Así fue como viajó, conoció ciudades y países, y aprendió desde las recetas más complejas de restaurantes hasta el ingrediente o procedimiento secreto de quienes cocinan en puestos de las calles. “Una cosa que me dejó impactado es que a cada persona que le pregunté cómo hacía algo de una receta, sea en un puesto callejero o en un restaurante, dedicaron dos minutos para enseñármelo. Fue mucho aprendizaje”, recuerda.
Durante su estadía en México cocinó en un evento para el entonces presidente Andrés López Obrador y en otro para la actriz Julia Roberts. En esas ocasiones dice que disfrutaba de la tarea cumplida, pero en paralelo algo seguía sin cerrar para él.
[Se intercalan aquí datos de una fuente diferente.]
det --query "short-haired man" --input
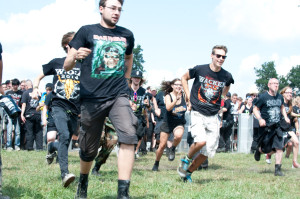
[253,78,290,176]
[177,45,234,182]
[64,0,138,198]
[6,79,23,151]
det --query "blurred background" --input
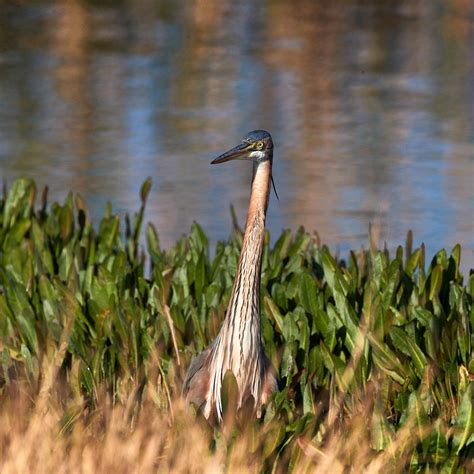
[0,0,474,270]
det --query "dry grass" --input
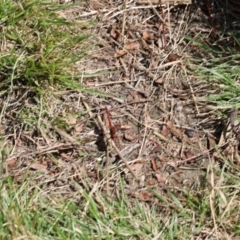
[0,1,239,239]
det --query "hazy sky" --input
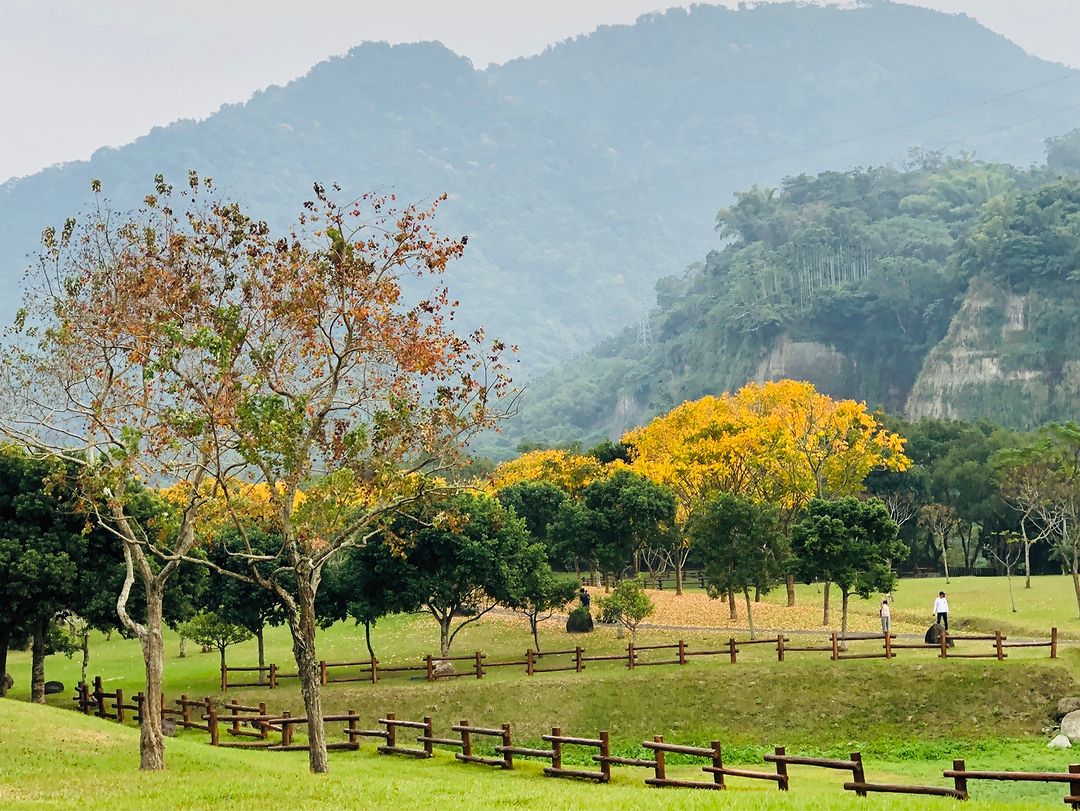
[6,0,1080,181]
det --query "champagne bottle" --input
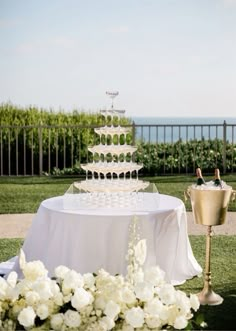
[196,168,206,186]
[214,168,222,188]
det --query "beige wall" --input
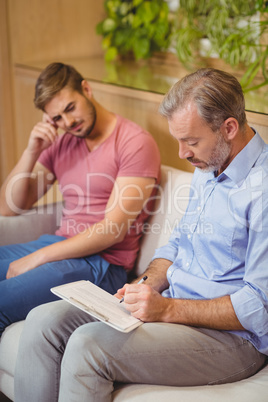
[0,0,104,184]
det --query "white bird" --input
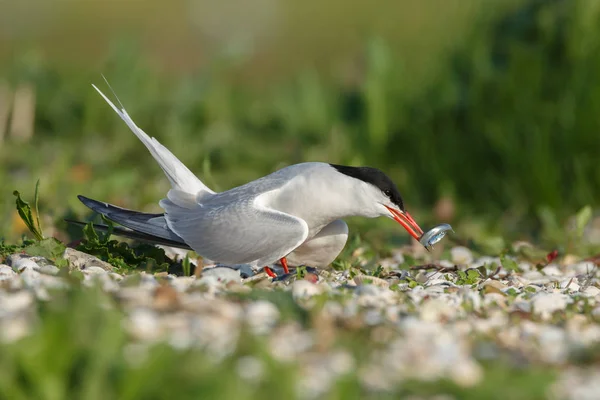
[72,85,423,276]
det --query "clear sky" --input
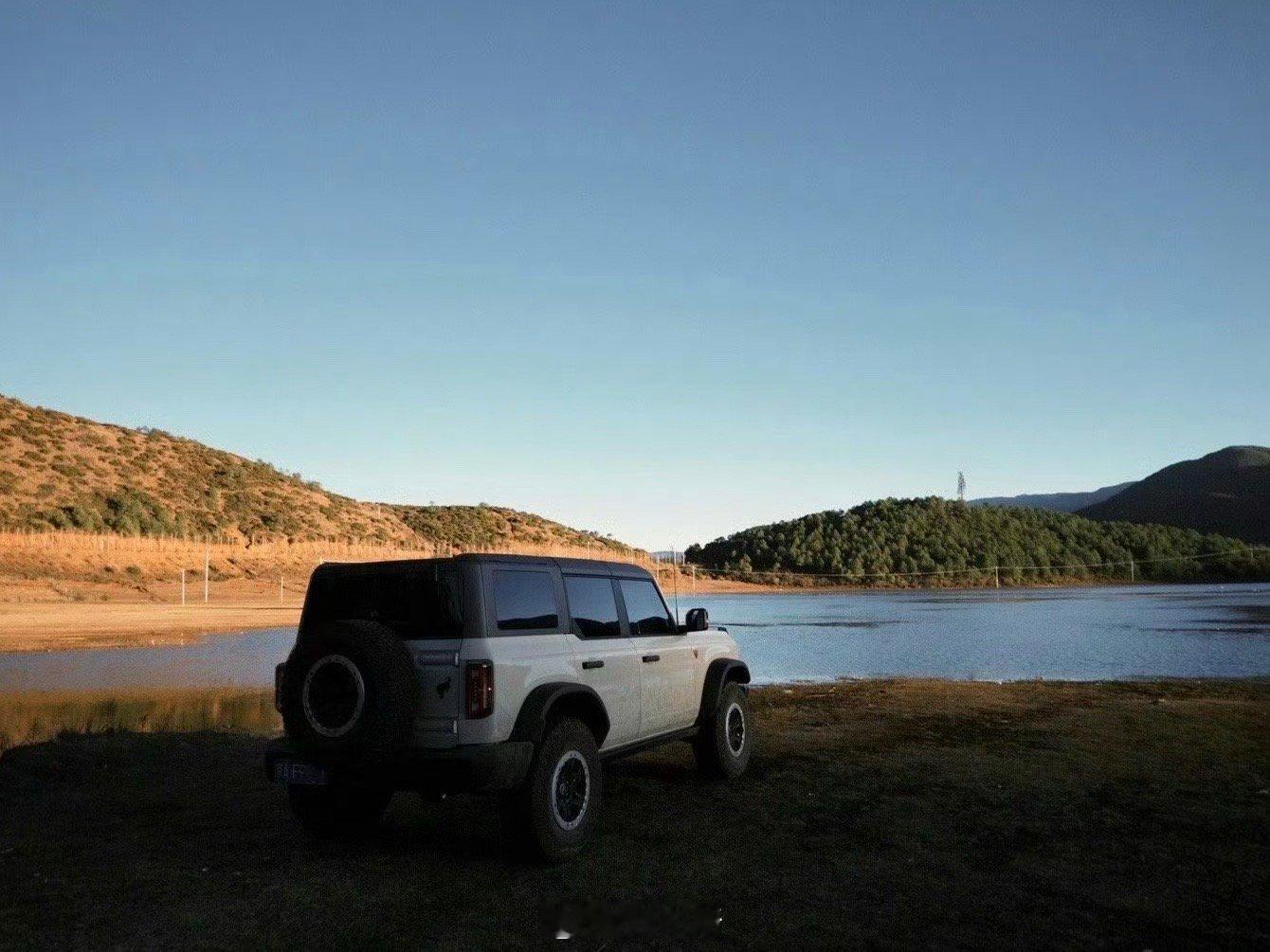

Quizás era la voz de su deseo: “Tengo que volver a mi provincia, volver a mi país y hacer algo propio”, se decía.
Gonzalo no tenía bien en claro cómo poner en marcha un proyecto propio, ni qué idea quería proponer. Pero después de sentir que había logrado más experiencia en sus años por Latinoamérica quiso traer esas vivencias para emprender en su país. Y pensó en su abuela.
“A mi abuela le decían Nena. Encontré una foto de ella que no conocía, de los años 50. Está ella con varias mujeres, están armando un picnic… la foto es muy chill, y yo dije ‘qué Nena chill’”. Esa imagen que transmitía un ambiente relajado, dice, se convirtió en un concepto. “Y dije ‘voy a volver a lo que ella hacía: cocinar, alimentarnos, proponer una receta’”.
Entonces pensó en un lugar pequeño donde pudiera dar servicio a unas pocas personas (el número no supera los 20 comensales por servicio) solo dos días a la semana. Eligió hacerlo en la casa de su tía abuela, la hermana de Nena. Allí todavía conserva copas, tazas, cucharas y otros utensilios que eran de su abuela y aún hoy él sigue usando.
Cuenta que la idea es proponer una experiencia relajada anclada en recetas tradicionales. A muchas de esas recetas él les da una vuelta, un pequeño cambio con su impronta personal para innovar, pero sin alejarse demasiado de lo que considera esencial.
El menú que propone está inspirado en transmitir a sus comensales lo que pasaba en su casa cuando cocinaba Nena. A mí me decía: “Sentate en la mesa, te voy a dar algo para engañar el hambre”. En su menú eso es hoy un appetizer.
Del clásico pastel de papas que siempre le cocinaba Nena, por ejemplo, respeta la receta, pero solo cambia un detalle en el tipo de carne. Dice que recibió devoluciones positivas. Y de alguna manera, ahora en esa receta no solo está Nena, sino que están los dos.
“Para mí mi abuela sigue con nosotros. Las personas solo se van de este plano”, dice Gonzalo.
Después de más de dos décadas de haber elegido dedicarse a la gastronomía, su forma de disfrutar el oficio ha cambiado: “Hoy la satisfacción más grande que tengo no es haberle cocinado a Lula Da Silva o a Néstor Kirchner. Es que se levante la gente de una mesa, me vengan a saludar y me digan ‘hemos comido increíble”.